What was the response when you reached out to other eyecare professionals to help them with their international efforts?

It was amazing. For example, we work with a school of optometry. And we do it with Rwanda. We work with two ophthalmologists, friends from Las Vegas. And we are working on Kenya, Africa, with them.

And so, we like to partner with other eye care professionals to do this good work outside of the United States. And we would love to partner with them in the United States. We’re in Arizona, Nevada, Utah, and New Jersey, and we’re looking to open other locations.

What should eye care professionals know about vision needs in other countries outside of the United States?

Well, just take the needs and multiply them by 1,000 or a million; the needs are so great. We enjoy working with other professionals. If we work with ophthalmologists, they do their ophthalmology services—diagnose eye disorders and perform cataract surgeries and other procedures.
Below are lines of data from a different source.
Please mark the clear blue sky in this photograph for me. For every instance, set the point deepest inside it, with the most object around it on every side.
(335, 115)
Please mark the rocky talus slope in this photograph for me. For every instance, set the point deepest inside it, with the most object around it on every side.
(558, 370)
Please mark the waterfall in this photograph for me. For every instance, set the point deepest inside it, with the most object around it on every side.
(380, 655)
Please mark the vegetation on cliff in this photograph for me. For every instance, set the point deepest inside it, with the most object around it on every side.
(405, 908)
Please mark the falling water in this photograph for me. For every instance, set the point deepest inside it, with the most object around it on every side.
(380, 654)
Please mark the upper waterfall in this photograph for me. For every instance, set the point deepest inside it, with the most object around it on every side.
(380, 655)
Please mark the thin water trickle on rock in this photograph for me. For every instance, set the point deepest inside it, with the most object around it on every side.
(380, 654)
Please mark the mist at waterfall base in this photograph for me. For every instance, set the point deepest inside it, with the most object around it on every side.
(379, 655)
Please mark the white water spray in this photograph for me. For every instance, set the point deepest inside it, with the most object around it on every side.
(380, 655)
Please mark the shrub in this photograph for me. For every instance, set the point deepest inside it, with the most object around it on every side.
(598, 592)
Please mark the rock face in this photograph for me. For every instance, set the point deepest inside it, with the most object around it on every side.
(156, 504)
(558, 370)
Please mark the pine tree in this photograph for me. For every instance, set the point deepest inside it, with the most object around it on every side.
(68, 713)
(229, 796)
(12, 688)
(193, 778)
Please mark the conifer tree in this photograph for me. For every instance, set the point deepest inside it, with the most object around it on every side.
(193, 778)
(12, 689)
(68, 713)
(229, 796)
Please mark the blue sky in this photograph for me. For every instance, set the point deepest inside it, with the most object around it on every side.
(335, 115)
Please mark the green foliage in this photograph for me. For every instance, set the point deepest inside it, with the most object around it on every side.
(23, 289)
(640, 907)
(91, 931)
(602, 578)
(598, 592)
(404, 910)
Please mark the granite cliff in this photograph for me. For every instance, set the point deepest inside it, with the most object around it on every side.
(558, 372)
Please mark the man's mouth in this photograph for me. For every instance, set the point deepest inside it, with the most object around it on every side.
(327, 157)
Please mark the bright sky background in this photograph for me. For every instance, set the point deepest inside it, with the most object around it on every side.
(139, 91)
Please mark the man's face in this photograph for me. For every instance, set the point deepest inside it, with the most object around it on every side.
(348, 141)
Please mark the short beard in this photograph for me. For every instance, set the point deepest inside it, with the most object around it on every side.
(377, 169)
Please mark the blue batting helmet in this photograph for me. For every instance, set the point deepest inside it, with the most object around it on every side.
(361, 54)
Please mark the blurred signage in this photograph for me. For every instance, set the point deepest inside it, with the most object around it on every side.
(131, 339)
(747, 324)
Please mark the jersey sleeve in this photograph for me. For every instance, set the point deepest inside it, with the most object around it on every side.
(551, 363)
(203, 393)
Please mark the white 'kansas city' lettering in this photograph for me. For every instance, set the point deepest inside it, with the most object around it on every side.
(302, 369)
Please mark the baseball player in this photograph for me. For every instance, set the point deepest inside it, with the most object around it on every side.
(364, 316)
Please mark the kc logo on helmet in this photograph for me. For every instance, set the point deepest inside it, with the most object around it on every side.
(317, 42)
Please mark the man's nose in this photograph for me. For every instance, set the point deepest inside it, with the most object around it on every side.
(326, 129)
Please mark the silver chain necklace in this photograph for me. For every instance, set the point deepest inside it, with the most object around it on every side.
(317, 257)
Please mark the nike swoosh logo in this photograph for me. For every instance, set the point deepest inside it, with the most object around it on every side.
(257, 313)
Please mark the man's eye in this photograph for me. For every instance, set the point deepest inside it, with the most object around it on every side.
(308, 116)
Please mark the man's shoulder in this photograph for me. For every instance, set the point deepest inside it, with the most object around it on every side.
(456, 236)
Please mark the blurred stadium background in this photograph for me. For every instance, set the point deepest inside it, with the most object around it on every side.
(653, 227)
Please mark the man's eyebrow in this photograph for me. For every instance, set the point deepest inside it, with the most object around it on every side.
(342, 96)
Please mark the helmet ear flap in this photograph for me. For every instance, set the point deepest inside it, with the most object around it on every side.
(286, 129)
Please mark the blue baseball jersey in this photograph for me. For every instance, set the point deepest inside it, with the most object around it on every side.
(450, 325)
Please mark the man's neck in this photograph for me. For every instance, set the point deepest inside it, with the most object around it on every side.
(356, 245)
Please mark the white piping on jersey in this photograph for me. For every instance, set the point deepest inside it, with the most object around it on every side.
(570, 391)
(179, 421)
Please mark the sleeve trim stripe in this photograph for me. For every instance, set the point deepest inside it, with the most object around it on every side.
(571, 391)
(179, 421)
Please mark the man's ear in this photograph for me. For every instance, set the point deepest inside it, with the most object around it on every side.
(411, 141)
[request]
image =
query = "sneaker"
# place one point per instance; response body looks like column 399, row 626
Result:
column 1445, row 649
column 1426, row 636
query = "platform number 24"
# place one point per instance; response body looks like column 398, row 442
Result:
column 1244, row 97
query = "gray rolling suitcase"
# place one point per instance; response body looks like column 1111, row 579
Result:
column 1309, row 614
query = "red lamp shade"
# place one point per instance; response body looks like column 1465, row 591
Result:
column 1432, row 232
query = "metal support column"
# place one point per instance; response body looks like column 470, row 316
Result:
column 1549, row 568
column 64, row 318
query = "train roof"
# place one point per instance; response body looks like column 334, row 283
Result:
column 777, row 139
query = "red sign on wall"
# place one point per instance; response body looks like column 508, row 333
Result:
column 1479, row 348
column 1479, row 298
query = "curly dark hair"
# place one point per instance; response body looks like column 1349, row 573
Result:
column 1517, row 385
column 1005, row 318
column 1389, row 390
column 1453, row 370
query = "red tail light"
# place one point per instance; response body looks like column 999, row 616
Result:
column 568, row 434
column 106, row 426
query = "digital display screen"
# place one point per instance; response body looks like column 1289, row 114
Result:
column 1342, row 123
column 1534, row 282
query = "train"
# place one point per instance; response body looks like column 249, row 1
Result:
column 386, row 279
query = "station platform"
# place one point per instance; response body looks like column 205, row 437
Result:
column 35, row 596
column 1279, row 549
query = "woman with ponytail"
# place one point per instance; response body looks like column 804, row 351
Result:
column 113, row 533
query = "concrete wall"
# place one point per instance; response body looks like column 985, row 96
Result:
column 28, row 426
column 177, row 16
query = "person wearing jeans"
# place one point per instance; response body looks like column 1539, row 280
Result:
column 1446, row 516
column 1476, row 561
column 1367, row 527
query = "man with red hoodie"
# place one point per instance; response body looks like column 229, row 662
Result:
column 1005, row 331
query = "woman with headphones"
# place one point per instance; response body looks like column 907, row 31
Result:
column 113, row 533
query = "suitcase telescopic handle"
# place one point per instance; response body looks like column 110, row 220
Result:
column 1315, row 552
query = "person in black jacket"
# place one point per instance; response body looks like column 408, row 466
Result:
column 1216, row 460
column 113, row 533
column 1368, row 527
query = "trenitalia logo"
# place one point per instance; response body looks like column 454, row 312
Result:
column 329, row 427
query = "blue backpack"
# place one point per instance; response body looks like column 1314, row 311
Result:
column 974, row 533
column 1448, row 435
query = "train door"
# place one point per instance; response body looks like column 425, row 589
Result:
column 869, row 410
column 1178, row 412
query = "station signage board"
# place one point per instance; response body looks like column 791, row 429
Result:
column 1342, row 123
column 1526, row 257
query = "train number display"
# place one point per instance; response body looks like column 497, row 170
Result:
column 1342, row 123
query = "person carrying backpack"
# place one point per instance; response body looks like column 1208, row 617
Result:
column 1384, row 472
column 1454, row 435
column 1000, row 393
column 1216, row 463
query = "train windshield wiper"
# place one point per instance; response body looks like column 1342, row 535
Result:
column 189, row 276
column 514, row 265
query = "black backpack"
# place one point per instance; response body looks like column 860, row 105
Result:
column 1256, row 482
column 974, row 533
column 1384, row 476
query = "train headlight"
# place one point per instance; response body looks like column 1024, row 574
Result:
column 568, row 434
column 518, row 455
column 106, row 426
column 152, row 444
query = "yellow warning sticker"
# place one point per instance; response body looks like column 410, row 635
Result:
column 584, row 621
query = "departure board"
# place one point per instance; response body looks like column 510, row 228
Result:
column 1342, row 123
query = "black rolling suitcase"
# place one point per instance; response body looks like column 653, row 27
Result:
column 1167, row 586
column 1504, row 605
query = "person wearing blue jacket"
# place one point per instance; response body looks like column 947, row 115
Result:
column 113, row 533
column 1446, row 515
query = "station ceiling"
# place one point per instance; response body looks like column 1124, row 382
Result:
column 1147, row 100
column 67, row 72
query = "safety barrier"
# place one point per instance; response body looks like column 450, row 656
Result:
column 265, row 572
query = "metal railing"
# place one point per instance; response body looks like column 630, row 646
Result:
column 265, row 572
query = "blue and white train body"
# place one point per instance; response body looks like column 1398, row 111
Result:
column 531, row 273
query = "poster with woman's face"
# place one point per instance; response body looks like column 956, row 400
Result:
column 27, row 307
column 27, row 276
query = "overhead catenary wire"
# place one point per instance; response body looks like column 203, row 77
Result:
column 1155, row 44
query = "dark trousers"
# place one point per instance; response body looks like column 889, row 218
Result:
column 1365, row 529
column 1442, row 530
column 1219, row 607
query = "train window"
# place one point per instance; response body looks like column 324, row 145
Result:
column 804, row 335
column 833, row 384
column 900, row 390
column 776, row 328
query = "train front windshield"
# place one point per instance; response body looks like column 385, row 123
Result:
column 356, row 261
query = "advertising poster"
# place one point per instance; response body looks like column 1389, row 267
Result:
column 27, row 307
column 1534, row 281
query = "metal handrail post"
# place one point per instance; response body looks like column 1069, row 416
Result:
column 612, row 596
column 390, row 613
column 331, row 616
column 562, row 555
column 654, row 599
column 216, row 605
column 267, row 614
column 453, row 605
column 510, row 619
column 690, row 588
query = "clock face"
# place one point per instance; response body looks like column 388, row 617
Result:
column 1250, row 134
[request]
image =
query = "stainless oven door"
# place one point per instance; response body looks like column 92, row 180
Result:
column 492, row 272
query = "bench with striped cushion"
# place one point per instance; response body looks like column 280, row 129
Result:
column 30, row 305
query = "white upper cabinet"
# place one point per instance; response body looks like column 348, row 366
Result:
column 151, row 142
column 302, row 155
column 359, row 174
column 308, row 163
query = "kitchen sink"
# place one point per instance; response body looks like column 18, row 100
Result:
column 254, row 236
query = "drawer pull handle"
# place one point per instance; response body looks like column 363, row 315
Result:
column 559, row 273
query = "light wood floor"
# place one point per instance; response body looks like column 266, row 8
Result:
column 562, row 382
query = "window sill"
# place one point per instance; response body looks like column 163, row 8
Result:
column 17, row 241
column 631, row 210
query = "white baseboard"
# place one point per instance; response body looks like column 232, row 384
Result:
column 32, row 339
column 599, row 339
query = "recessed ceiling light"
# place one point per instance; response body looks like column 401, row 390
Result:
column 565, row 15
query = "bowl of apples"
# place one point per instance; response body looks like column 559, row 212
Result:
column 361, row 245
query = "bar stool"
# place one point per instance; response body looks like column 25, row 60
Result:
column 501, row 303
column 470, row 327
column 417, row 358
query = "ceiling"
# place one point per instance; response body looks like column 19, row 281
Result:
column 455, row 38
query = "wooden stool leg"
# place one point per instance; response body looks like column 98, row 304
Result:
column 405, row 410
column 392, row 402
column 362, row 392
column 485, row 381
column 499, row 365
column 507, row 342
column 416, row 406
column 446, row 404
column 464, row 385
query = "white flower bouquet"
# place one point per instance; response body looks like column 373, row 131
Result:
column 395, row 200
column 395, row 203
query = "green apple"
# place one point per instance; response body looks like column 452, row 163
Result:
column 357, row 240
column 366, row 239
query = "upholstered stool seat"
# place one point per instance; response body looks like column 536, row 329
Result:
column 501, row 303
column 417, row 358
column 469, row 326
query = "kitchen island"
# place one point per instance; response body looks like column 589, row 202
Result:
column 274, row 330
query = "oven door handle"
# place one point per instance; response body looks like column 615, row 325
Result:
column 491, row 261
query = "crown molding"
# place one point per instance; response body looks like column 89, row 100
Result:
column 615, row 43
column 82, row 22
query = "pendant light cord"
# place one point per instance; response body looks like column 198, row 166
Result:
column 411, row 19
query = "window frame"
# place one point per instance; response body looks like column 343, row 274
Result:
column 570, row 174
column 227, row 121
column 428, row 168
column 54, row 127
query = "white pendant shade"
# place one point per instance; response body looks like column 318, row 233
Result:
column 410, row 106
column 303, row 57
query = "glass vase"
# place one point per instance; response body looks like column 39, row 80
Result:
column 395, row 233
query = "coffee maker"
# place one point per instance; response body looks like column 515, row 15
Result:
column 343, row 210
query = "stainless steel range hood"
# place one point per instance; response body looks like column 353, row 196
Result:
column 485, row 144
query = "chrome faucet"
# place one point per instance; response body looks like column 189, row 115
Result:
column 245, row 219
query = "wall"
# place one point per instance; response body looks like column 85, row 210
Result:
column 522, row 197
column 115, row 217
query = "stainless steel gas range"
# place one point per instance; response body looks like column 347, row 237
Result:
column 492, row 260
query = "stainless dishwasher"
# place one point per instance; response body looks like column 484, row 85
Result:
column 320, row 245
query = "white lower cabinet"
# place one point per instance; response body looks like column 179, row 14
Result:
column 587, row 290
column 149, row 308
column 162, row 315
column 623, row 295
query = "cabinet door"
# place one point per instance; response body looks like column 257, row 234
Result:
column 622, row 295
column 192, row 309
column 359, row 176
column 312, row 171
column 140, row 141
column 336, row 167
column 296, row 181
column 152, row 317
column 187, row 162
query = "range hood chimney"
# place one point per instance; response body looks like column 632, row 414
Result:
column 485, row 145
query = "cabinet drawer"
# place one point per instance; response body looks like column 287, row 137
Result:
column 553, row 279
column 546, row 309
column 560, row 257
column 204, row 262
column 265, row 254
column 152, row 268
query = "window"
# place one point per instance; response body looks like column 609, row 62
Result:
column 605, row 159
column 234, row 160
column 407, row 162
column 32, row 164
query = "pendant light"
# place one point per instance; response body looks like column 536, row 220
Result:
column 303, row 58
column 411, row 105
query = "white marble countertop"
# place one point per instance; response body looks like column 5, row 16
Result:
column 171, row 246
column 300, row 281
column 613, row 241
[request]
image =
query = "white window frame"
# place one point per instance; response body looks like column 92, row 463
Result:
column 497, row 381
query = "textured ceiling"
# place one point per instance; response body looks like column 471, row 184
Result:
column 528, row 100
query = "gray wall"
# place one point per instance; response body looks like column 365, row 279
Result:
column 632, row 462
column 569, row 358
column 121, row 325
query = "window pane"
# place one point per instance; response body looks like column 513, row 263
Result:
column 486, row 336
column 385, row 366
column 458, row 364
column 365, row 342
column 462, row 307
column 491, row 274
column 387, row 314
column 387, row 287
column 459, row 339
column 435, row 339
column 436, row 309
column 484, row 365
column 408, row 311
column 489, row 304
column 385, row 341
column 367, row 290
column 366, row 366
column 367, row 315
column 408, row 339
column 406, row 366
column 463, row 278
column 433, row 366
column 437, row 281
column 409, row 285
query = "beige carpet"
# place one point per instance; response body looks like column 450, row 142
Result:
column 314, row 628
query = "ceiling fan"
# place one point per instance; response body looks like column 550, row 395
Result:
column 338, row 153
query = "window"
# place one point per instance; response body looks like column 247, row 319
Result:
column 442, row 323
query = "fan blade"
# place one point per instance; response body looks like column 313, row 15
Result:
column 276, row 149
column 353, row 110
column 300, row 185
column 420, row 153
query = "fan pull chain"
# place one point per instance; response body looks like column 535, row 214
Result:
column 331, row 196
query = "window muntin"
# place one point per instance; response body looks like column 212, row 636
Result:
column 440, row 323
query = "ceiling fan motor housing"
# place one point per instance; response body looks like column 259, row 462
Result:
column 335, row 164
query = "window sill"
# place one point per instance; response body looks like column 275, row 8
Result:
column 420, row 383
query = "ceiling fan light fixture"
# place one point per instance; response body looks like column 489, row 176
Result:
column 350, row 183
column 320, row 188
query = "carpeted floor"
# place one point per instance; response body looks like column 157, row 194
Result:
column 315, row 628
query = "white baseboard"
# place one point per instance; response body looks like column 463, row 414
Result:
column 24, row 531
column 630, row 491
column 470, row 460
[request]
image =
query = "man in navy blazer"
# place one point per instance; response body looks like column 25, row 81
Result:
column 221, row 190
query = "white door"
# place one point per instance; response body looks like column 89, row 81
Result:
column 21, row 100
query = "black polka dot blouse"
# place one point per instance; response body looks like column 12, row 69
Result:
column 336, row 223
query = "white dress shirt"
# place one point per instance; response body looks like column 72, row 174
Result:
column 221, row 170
We then go in and do the glasses part of that — the vision screenings, the auto refractions — and then we provide them with glasses. We love working with them. If other technicians or optometrists want to come with us, we can do more diagnostics, refractions and provide glasses.

For those interested and watching this, how can eye care professionals get involved with EyeCare4Kids to help even more underserved communities?

One of the things we could do is for a doctor in his local community, if he would like to, say, give half a day once a month where he could see children in his local community, we could arrange for these children to be seen by this doctor.

They give back to their community, and it would be really no cost because we would make the glasses for free for that child and then bring them back to the doctor’s office for distribution. So we could multiply that by 1,000 if 1,000 doctors became associate members of EyeCare4Kids.

Is there anything else you would like to discuss?

No, I have the best job in the world. I am so grateful for this wonderful opportunity. Over 400,000 (pediatric patients) have been served. And our goal is to reach 1 million by the end of 2025. It’s happening very quickly.

We therefore need all eye care professionals to join us and help us in this task. And again, together we can “see” the world.